Manufacturing often withers before it has the chance to develop. Iran, Russia, Trinidad and Tobago, and Venezuela are real-world examples of countries where industrial sectors have stagnated or declined due to this phenomenon.

The second problem is extreme dependence on global commodity prices, which are inherently volatile. When oil or mineral prices collapse, government revenues fall sharply.

Governments that have built their budgets around commodity income are forced into drastic cuts, and the first sectors to suffer are usually healthcare, education, and basic infrastructure.

This boom and bust cycle repeats itself, and the heaviest burden is carried by ordinary citizens.

Oil-producing countries are also twice as likely to experience civil war compared to non-oil-producing countries since 1990. Natural resources do not only attract investment, they also attract conflict.

Corruption, Power, and Weak Institutions

The resource curse is not just an economic issue. It cuts deeply into political and institutional structures.

A widely discussed theory among political scientists suggests that governments which rely on resource revenues, rather than taxes from their citizens, tend to become more authoritarian. The logic is straightforward. When a state does not depend on its people for revenue, it feels less pressure to respond to public demands. Transparency declines, and public participation weakens.

A study from the University of California, Los Angeles finds that in resource-rich, oil-dependent countries, the curse consistently produces three difficult-to-escape outcomes: the entrenchment of authoritarian regimes, rising corruption, and the emergence of conflict, particularly in lower- and middle-income states.

This is where institutional structure becomes decisive.

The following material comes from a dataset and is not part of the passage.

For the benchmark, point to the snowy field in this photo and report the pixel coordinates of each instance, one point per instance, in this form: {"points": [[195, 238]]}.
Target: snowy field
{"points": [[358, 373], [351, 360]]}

When large resource revenues are concentrated in a single node, such as a state oil company, a sovereign wealth fund, or a massive mining project, they become easier for political elites to control.

Contracts can be negotiated behind closed doors. Royalties can be structured in ways that leave the state with only a fraction of the true value.

In Argentina, Canada, and the United States, the average effective tax rate on oil projects is even below 50 percent, far lower than in countries such as Angola, Libya, and Norway, where governments capture more than 70 percent.

There Is a Way Out, but It Is Not Easy

The resource curse is not destiny. Chile offers a clear example. As one of the world’s largest copper producers, Chile managed to escape this trap after a long transformation spanning nearly four decades.

The shift began in the 1970s with systematic economic reforms that opened space for other sectors to grow. By 2013, Chile ranked among the ten freest economies in the world.

Norway provides another example. It has managed its oil wealth through a transparent sovereign wealth fund and by investing heavily beyond the energy sector.

The core lessons are consistent. Economic diversification, accountable governance, transparent revenue management, and sustained investment in human capital, especially education and healthcare. The results often take decades to materialize.

Without strong institutional frameworks, even the greatest natural wealth will flow into the hands of a few, while millions are left waiting for prosperity that never arrives.